Andy LaRocque – Guitar, Keyboards

Herb Simonsen – Guitar

Chris Estes- Bass Guitar

Darrin Anthony – Drums


Track Listing:


01. From the Other Side

02. Killer

03. The Poltergeist

04. Dreams

05. Moonlight

06. Six Feet Under

07. The Spider’s Lullaby

08. Eastmann’s Cure

09. Room 17

10. To the Morgue


01. Moonlight (Demo)

02. From the Other Side (Demo)

03. The Spider’s Lullabye (Demo)

04. Dreams (Demo)


In this latest release from King Diamond, we see the reissue of the classic album “The Spider’s Lullabye”. This is the sixth release by the band. Included with the deluxe version is a special bonus CD of four demo tracks. What makes this release exciting is tracks such as; “Moonlight”, “The Spider’s Lullabye”, “From The Other Side” and “Dreams” were originally recorded in 1992 as a four track demo. The deluxe version features the reissued album and the demo as a set. It is known that King Diamond himself played the original rhythm guitars, keyboard and programmed the drum machine on his cassette recorder.

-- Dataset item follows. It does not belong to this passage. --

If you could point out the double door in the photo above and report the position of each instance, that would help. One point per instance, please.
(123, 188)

This album has quality material throughout which isn’t surprising from a band that has such a cult following. “Moonlight” is undoubtedly one of the strongest tracks on the album. It has a great keyboard melody that adds to the King’s shrieking vocals for the chorus “In the moonlight, not a bird is singing lullabies, in the moonlight; I hear a church bell ring its evil song”.

“From The Other Side” is the second demo track which has a great raw texture to it with the NWOBHM feel. The galloping guitar riffs from Andy LaRocque and Herb Simonsen will transport you back 20 years. There is that classic guitar tones feel to this track. The heavy keyboard sections sound great and really let you hear King Diamond in their original form.

The third demo track “The Spider’s Lullabye”, is very well recorded for a demo. However there are still a difference in the vocals and keyboards. I prefer this version to the studio one with its raw sound. The keyboards sound slightly slower and play at a different pitch. It gives that great B-movie horror build up for which King Diamond is renowned for. I found the vocals to be particularly clearer to make out than compared with the studio release. The noticeable drum machine beat at the beginning of this track adds to the homemade sensibility.

“Dreams” is the fourth demo track and it kicks off with Andy LaRocque performing a fast solo. The work from Chris Estes on bass and Herb Simonsen on rhythm guitar takes the form of a chugging pivotal riff. Darrin Anthony, the drummer on the album, adds fast fills with sharp and tight rhythms alongside the rest of the band.

Overall, I would recommend this release to all King Diamond and Mercyful Fate fans. I can see fans wanting to have this in their collection. For the extra content it is worth-the-while.